For a member of Congress, there's a thin line between properly representing a constituent with a gripe against the government and improperly twisting arms.

Ethics monitors have been trying for generations to determine how and where that line should be drawn. They haven't succeeded yet.The subject is once again at issue in the ethics case against House Speaker Jim Wright, even though the House Ethics Committee decided not to press charges over his heavy-handed intervention with federal regulators on behalf of Texas savings and loan interests.

Rep. Newt Gingrich, R-Ga., Wright's original accuser, says he thinks the S&L accusations will be revived if charges against the speaker involving outside income and unreported gifts come to the House floor for action.

Gingrich said Wright's intercession led to delays in House action while the problem worsened, and that the delays, in turn, may have added $40 billion to the cost of settling the S&L crisis.

Both his points are hypothetical, but they illustrate the problem a member of Congress can face when he takes up the cause of a constituent who is having trouble with the federal government. There's no telling where it might lead.

Yet, for the member of Congress who wants to remain one, intervening for constituents with problems is essential work. It is part of the process of representing a district or a state. It also is one of the ways Congress oversees the executive branch.

From the missing Social Security check to the overzealous regulator, that kind of intercession can solve problems. Besides, this year's constituent with a problem solved becomes next year's voter, donor, perhaps campaign volunteer.

The trouble is that it is hard to determine who really is out of bounds - the constituent or the civil servant. A Senate panel tried to set guidelines as far back as 1951, and wound up offering advice instead of rules.

"A legislator should not immediately conclude that the constituent is always right and the administrator is always wrong," wrote Paul H. Douglas, the late Democratic senator from Illinois, who headed that ethics subcommittee. He said the senator or representative should investigate, try to determine the merits of each case and proceed accordingly.

That advice was cited by Richard J. Phelan, special counsel to the House ethics committee, in his report recommending that Wright be charged with improperly pressuring the Federal Home Loan Bank Board in behalf of Texas savings and loan operators.

A House ethics report in 1970 said members are in bounds when they seek information about cases before executive or independent agencies, arrange appointments, make judgments and ask for reconsideration of decisions they think are not supported by law.

The report also said the member of Congress' services should be provided to all constituents on an equal footing, without regard to politics or position; and that any suggestion of either favoritism or reprisal against the agency involved "is unwarranted abuse of the representative role."

The Douglas subcommittee said pressure against federal agencies through "hostile action in budgets or legislation is a kind of blackmail which is damaging to the public interest. . . ."

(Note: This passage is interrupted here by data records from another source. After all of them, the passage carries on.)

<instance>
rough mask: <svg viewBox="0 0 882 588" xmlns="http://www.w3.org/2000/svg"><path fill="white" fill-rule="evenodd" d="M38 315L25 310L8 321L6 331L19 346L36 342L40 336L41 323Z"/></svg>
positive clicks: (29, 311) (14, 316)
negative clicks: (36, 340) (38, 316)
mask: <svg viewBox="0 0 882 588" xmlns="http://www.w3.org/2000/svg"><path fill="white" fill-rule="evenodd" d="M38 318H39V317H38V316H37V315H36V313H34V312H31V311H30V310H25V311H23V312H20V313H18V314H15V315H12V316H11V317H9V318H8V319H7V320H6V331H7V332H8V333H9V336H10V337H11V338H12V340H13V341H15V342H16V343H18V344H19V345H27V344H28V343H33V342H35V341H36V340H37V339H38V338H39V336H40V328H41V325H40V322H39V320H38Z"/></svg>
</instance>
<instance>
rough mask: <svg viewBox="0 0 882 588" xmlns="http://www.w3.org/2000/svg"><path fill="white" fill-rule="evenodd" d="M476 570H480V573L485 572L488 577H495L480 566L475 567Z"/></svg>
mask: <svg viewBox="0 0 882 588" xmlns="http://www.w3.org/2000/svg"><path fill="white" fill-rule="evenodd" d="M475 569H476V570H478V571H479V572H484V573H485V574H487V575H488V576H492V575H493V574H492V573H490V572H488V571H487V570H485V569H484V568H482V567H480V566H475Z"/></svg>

At the same time, the Senate panel said members of Congress should intercede for their constituents so long as they do it with proper restraint, "for civil servants frequently become perfunctory in their work and careless of the people whom they are presumed to serve.

"Legislators can, therefore, legitimately serve as an informal board of inspectors," the subcommittee said. "They can prevent administrators from flagging in their zeal and can detect and check abuses in the conduct of public business."

But the panel saw ethical quicksand in efforts by members of Congress to get favorable rulings for constituents in specific cases. It said legislators should insist on fairness but shouldn't try to force specific outcomes.

That sounds simple. It isn't. When a government agency is ruling on a case vital to an individual, a business or a group, the people involved are likely to see fairness in only one outcome.

In the end, the individual member of Congress has to decide what's fair and proper. When those decisions come due, no rule book can substitute for conscience and common sense.